If you configure arch to use xdiff, xpatch, and xdiff3:
~ your revisions that involve binary files will, in general,
_not_ be readable by people not using xdiff, xpatch, and
xreverse_patch. (But if xdiff, xpatch, and xreverse_patch are
good, either they'll be folded into diff/patch or we'll make sure
that they are distributed with tla -- so this incompatibility
will be only a temporary problem.)
~ archives created by people not using xdiff, xpatch, and xdiff3
will be readable by you.
~ you revisions that don't involve binary files will be readable
by everyone else.
~ if you _merge_ changes involving binary files, and there are
conflicts in the binary files, you'll get conflict markers but
you _won't_ get a full-text copy of the merged-from file.
In many situations that's no loss at all. You can fetch the
merged-from file by other means if you need it.
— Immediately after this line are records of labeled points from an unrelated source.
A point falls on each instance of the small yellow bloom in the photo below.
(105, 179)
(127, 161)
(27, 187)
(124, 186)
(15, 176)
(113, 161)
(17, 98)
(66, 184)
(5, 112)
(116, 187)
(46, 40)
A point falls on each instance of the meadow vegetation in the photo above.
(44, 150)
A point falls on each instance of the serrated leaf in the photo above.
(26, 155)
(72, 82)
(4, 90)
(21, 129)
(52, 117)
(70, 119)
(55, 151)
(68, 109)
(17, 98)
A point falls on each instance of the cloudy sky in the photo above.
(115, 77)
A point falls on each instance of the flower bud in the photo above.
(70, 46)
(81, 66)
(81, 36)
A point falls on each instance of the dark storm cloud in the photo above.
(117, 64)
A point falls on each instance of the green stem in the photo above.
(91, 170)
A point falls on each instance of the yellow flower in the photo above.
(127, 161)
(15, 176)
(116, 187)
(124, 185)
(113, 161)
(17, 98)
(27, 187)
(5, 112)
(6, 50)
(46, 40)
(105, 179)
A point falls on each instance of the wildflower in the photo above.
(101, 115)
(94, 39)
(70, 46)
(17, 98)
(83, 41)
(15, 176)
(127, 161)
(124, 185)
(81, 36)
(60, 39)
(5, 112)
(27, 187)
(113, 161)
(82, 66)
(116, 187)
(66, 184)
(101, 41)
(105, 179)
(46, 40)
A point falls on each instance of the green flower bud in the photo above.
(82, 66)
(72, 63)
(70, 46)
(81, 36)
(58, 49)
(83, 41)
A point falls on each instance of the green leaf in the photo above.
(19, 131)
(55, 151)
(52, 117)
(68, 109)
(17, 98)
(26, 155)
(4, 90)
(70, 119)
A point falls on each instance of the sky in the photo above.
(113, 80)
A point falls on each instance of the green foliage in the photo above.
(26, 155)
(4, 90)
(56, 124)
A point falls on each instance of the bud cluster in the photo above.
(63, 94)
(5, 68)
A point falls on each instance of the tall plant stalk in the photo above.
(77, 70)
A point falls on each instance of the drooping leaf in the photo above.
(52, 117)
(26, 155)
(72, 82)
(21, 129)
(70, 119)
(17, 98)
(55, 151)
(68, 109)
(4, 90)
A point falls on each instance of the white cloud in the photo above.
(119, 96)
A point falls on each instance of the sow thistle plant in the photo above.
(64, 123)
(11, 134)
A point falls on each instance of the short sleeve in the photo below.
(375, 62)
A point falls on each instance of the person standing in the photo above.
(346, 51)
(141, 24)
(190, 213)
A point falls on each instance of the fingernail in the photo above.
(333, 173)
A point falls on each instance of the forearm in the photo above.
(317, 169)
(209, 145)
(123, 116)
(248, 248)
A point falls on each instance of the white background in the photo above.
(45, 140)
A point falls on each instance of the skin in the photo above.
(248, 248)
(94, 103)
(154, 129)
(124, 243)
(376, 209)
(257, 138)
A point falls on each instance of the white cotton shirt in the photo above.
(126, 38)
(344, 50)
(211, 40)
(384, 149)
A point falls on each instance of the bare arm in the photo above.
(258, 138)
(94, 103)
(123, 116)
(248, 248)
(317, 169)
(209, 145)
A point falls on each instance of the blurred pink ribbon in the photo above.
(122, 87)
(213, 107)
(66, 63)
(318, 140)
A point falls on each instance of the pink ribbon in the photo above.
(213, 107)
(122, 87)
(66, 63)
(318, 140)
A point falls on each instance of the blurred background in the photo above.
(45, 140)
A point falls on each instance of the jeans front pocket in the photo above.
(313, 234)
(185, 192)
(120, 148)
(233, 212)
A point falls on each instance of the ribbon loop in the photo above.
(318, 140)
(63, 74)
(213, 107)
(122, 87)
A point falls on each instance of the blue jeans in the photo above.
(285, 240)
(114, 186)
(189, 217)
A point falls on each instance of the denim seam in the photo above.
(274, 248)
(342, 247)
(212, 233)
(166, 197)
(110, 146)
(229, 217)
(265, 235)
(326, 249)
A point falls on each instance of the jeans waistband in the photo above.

~ if you _merge_ changes involving binary files, but there are
no conflicts (the copy in your tree is the same as in the base
revision from which the merge changeset was computed) -- that
will work as expected: you'll wind up with an accurately modified
version of the binary file.
~ The contents of .rej files will change: sometimes they will
contain rejected xdeltas instead of rejected text hunks from diff.
* So, What to Do? (part 2)
The only drawback to all of this is the result that says:
~ if you _merge_ changes involving binary files, and there are
conflicts in the binary files, you'll get conflict markers but
you _won't_ get a full-text copy of the merged-from file.
Sometimes that's desirable, sometimes not. I think it should be
an option.
A reasonable way to make it an option to allow users to set a
parameter in ./{arch} which will turn on the xdelta behavior and
otherwise, stick the current mechanism of using whole-text copies
of binary files. It's easy to modify tla to check for this
parameter and pass an option to diff.
The implication for xdiff is that it should take an option
(something like "--xdelta-if-binary") and, absent that option,
behave exactly like normal GNU diff.
Additionally, even if a changeset includes xdelta patches, a
user may sometimes want (as a convenience) tla to to produce
full-texts of merged-from files when conflicts occur. We
can add options for that, too -- though doing so is essentially
orthogonal to all of the other xdiff/xpatch/xdiff3 work.
* Summary:
You can get the functionality you're after by writing xdiff, xpatch,
and xdiff3. It will work reasonably without any modifications to
tla at all.
When that's done, we can make a few small changes to tla to make
the functionality slightly more convenient to use.